Questo perché la Sardegna continua a mostrare, purtroppo, una chiara insufficienza in quasi tutti gli indicatori che ne misurano lo stato di salute generale. A partire dal modesto valore del suo prodotto interno, fino ai grandi numeri dell'inoccupazione giovanile e della dispersione scolastica, alle forti diseguaglianze negli assetti territoriali e nelle componenti sociali e, ancora, su tutto quel che serve a definire un benessere equo e sostenibile.

Che sia quindi necessario poter disporre di una guida politica d'alto profilo, non pare certo una richiesta fuori luogo o troppo ambiziosa. Non diversamente dal doversi attendere delle chiare accelerazioni nella predisposizione di azioni concrete in grado di ridare un reale benessere a tutta la nostra gente, dei villaggi come delle città, delle coste come dell'interno.

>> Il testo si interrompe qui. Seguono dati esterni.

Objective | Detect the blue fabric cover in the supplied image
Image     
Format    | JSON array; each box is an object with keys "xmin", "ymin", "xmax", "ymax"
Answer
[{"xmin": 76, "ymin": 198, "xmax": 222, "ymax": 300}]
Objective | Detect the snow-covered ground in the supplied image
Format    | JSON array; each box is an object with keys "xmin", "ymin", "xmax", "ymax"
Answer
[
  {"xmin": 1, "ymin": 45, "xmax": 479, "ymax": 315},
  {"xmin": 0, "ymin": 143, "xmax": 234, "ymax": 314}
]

Quel che preoccupa è che di quell'alto profilo necessario non se ne vede in giro, visto che la nostra classe dirigente, ad iniziare da quella politica, sembrerebbe essersi, per così dire, illegittimata, per via di un diffuso deficit di competenze e di esperienze positive.

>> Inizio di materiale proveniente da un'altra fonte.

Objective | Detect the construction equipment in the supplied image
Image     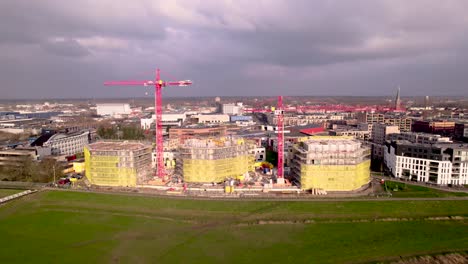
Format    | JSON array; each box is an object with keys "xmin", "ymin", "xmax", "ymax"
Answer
[
  {"xmin": 241, "ymin": 96, "xmax": 286, "ymax": 183},
  {"xmin": 104, "ymin": 69, "xmax": 192, "ymax": 181}
]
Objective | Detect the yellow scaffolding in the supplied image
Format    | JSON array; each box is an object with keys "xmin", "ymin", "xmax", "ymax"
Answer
[
  {"xmin": 182, "ymin": 154, "xmax": 254, "ymax": 183},
  {"xmin": 299, "ymin": 160, "xmax": 370, "ymax": 191},
  {"xmin": 84, "ymin": 146, "xmax": 138, "ymax": 187}
]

La stessa composizione dell'Assemblea regionale, in indifferenza di schieramento, sembrerebbe alimentare quest'osservazione. Purtroppo le candidature ormai avvengono perlopiù attraverso sistemi che hanno messo da parte capacità e meriti. Premiando solo attestazioni di fedeltà ed ubbidienza o, talvolta, delle adesioni mercenarie da parte di transfughi da altre, anche opposte, militanze.

Viene difficile fare dei distinguo, ma appare evidente che queste tipologie di selezioni facilitino l'emergere di personaggi tanto esperti nell'assoldare clientele e voti, quanto inadatti nel predisporre e portare avanti efficaci azioni di buongoverno. Che non risulti essere questo il nostro futuro, c'è quindi da augurarselo, dato che si ha urgente bisogno, per liberarsi dall'odierna stagnazione, di una vigorosa e decisa politica di sviluppo che rinvigorisca i diversi rami dell'economia, dall'agricoltura all'industria ed ai servizi. Perché non è che la ripresa possa avvenire puntando su quella che Giuseppe De Rita ha chiamato "l'economia da villaggio" (noi diremmo biddaia), fatta di tanti piccoli rammendi, come gli inutili lavoretti a tempo e gli interventi fini a se stessi, senza continuità nè profitti.

La speranza è che questa che inizia possa essere, per l'economia sarda, una legislatura finalmente positiva, di ripresa se non proprio di rinascita. Utinam, lo volesse il cielo, direbbero i nostri padri latini.